Laura Young of the Met Office said it wasn’t them. “We don’t actually know where it has come from,” she said. “We don’t name storms in the UK. It could have been Americans who named it and it was reported. Or it could be someone here saw that it was St Jude’s day and decided to name it that.” Traditionally, our storms only merit a name once we have seen the damage they have caused, not before.

LATER NOTE: I forgot the most important thing: the German reports kept showing people whose houses and cars had been damaged by falling trees and saying whether they were insured and exactly how many thousand euros’ damage had been caused. In fact, practically every report on a road traffic accident in Germany is accompanied by an immediate and precise account of the financial loss. How do they know that? I’ve never heard it in the UK.

Haribo

I’ve complained about the fake consistency of Haribo (Hans Riegel, Bonn) liquorice before (this has been followed by the reshaping of one kind of Cadbury’s Dairy Milk in diarrhoea-like blobs – see pictures in the Daily Mail here).

It may seem churlish to repeat it after the death of Hans Riegel, the founder of Haribo, this week.

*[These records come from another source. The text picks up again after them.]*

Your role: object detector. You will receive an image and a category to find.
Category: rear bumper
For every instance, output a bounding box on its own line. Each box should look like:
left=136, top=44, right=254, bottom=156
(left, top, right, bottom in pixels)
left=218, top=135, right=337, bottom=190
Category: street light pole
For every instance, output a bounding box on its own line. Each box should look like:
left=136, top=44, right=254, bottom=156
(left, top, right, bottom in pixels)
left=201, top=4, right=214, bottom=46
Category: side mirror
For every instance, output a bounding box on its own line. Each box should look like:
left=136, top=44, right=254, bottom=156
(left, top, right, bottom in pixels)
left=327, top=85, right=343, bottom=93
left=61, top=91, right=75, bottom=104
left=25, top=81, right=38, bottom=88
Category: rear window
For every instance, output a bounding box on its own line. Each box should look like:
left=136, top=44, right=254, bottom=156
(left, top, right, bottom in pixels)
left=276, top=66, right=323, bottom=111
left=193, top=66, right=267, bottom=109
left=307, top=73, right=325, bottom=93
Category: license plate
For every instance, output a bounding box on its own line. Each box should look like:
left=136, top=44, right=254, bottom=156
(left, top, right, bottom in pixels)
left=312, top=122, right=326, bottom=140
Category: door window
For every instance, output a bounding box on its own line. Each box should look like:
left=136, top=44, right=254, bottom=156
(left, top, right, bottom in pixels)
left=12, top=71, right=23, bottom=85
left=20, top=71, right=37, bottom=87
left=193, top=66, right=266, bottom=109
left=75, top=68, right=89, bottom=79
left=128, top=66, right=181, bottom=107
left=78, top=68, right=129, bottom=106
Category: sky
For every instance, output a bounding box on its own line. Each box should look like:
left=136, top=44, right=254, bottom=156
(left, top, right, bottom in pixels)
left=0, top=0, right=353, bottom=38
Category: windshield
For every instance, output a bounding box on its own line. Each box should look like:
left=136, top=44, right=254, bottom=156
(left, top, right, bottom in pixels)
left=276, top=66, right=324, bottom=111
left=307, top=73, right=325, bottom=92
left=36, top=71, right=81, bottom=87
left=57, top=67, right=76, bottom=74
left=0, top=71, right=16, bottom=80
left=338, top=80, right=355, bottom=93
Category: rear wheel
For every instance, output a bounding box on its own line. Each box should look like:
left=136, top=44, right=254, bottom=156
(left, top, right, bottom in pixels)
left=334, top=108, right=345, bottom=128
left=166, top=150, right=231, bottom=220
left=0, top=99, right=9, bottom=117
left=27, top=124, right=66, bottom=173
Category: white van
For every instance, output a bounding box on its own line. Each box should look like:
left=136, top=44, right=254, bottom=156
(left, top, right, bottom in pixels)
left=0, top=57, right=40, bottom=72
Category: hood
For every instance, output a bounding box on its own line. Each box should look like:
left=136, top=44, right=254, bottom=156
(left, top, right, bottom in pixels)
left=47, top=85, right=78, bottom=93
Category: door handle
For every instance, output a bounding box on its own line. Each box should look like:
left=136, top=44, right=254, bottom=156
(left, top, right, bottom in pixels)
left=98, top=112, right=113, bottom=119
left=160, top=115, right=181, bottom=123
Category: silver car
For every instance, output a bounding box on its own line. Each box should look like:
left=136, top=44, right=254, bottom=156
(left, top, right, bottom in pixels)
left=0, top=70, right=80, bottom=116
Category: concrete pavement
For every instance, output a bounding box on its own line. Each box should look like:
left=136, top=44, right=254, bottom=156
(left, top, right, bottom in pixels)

But immediately I saw the heading in the Guardian online: ‘Haribo: an addict’s story‘, I knew there must be a German behind it. And of course, it is Philip Oltermann, apparently now living in Berlin. I’ve written about Oltermann’s book here before too. I think it is all very well for him to write about Germany for the Guardian, but should he be praising a firm that has taken over some confectionery it doesn’t understand? I don’t mind the gummy bears (although it seems Haribo actually has the temerity to produce jelly babies).

The story does have a legal aspect, though, since the yellow gummy bear is called the Goldbär and Lindt tried to enforce this name for their gold-foil bear.

The German confectionery giant has managed to engrain itself in Britain’s sweetshop psyche in a remarkable way.

Unfortunately.

I wouldn’t have minded eating the jelly Holy Family, though.